Alireza Jamali

Personal information
- Date of birth: 1 April 1990 (age 36)
- Place of birth: Abadan, Iran
- Height: 1.79 m (5 ft 10 in)
- Position: Midfielder

Team information
- Current team: Sanat Naft Abadan F.C.

Senior career*
- Years: Team / Apps / (Gls)
- 2007–2008: Foolad F.C.
- 2008–2009: PAS Hamedan F.C.
- 2009–2011: Paykan F.C.
- 2011–20xx: Pachanga Diliman F.C.
- 2012: Sanat Naft Abadan F.C.
- 2012–2013: Foolad F.C.
- 2013–2014: Mes Rafsanjan F.C.
- 2014: S.C. Covilhã→(loan) / 1 / (0)
- 2014–2015: Naft Omidiyeh F.C.
- 2015–2016: Lanexang United F.C.
- 2016–2017: Lusitano VRSA / 2 / (0)
- 2017: Saba Qom F.C.
- 2017–: Sanat Naft Abadan F.C.

= Alireza Jamali =

Iranian footballer

Alireza Jamali (Persian: علیرضا جمالی born 1 April 1990 in Tehran, Iran) is an Iranian professional footballer who presently plays for Sanat Naft Abadan F.C. of the Persian Gulf Pro League.
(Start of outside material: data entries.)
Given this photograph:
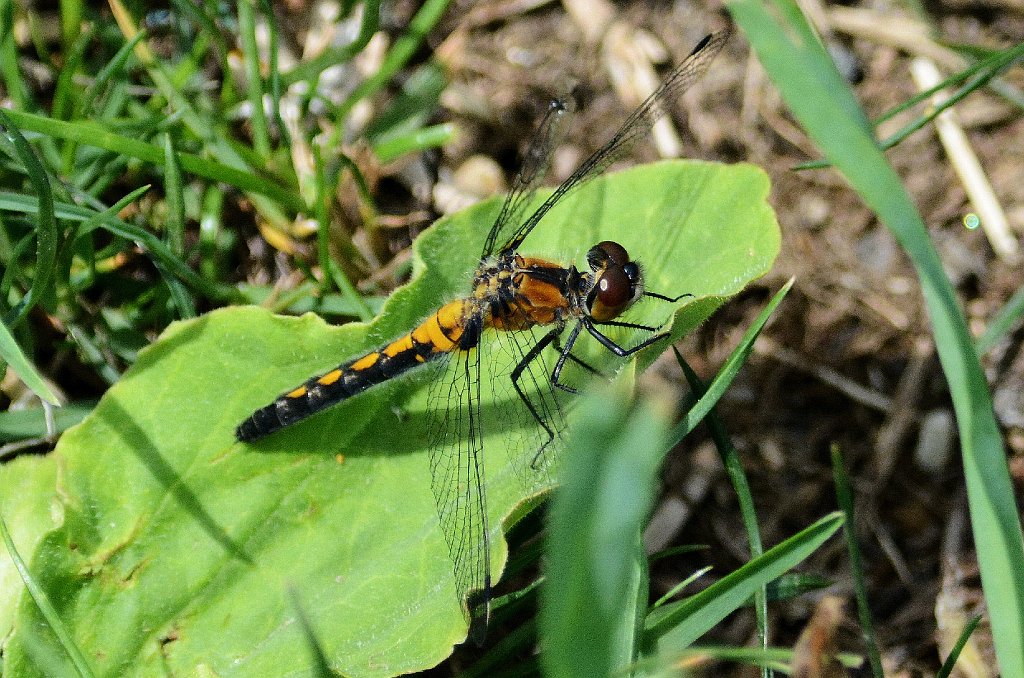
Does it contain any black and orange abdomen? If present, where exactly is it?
[234,300,471,442]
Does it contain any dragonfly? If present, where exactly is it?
[236,29,730,639]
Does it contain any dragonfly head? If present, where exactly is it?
[587,240,643,322]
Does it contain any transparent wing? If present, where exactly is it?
[480,94,572,259]
[428,349,490,636]
[484,328,572,496]
[421,319,565,640]
[490,29,731,251]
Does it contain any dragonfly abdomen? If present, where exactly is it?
[234,300,479,442]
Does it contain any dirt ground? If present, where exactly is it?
[380,0,1024,676]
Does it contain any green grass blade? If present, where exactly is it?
[0,110,58,324]
[975,280,1024,355]
[0,322,60,405]
[671,280,793,443]
[236,0,270,160]
[673,347,771,678]
[831,444,886,678]
[0,401,96,444]
[0,186,245,303]
[0,0,29,109]
[0,516,92,678]
[729,5,1024,676]
[935,615,981,678]
[646,513,843,652]
[1,111,305,212]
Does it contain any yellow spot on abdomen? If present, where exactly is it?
[316,370,341,386]
[350,351,381,372]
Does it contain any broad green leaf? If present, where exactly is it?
[0,456,59,638]
[5,162,779,676]
[541,380,669,676]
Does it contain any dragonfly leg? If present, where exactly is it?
[643,291,693,303]
[551,338,608,390]
[511,328,561,466]
[580,317,669,357]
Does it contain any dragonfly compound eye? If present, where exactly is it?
[590,263,639,322]
[587,240,630,271]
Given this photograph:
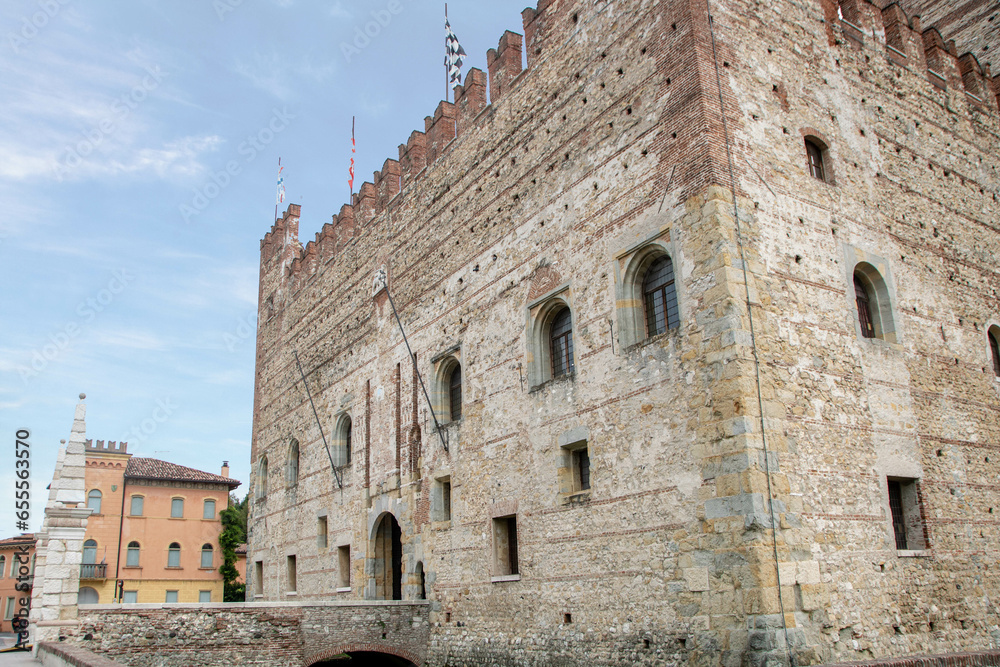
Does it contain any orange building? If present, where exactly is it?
[80,440,240,604]
[0,533,35,632]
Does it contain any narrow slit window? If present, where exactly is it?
[549,308,574,379]
[806,139,826,183]
[987,327,1000,377]
[854,274,875,338]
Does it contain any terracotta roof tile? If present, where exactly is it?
[125,456,240,489]
[0,533,35,549]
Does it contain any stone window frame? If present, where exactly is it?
[170,496,187,519]
[198,542,215,570]
[254,453,268,502]
[253,558,264,598]
[844,244,903,349]
[333,410,354,469]
[431,474,454,530]
[556,426,593,504]
[986,321,1000,382]
[614,232,685,352]
[125,540,142,568]
[337,544,351,593]
[166,541,184,570]
[285,438,302,488]
[431,344,468,424]
[799,127,837,185]
[87,489,104,516]
[285,554,299,595]
[525,282,579,391]
[880,472,930,558]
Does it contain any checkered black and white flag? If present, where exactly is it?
[444,17,465,90]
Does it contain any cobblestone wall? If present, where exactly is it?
[248,0,1000,667]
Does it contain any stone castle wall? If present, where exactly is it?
[248,0,1000,665]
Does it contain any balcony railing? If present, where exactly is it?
[80,563,108,579]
A native of Abadan, Iran, Jamali can operate in several positions including center midfield, attacking midfield, and forward.

==Career==

===Portugal===
Back in 2016, S.L. Benfica subordinate Lusitano VRSA got Jamali's services, with the midfielder starting his first match in a 4-2 loss to Louletano D.C. in the Campeonato de Portugal. Having an amicable relationship with his coach, Ricardo Sousa, Jamali was praised by him, with Sousa saying that Jamali was fit for the team.

===Philippines===
Becoming a Pachanga Diliman F.C. player in 2011, the Iranian netted two goals in three appearances in the second half of the 2013 United Football League.

===Lanexang===
Set to join Lao Premier League champions Lanexang United in 2015, Jamali lifted the 2015 Lao Prime Minister's Cup with them, helping the team with a solid performance in the group stage by providing a goal and assist in a 6-2 beating of Lao Police Club.

The Iranian media spread rumors that he was on the verge of going to a Serbian club but the deal never happened.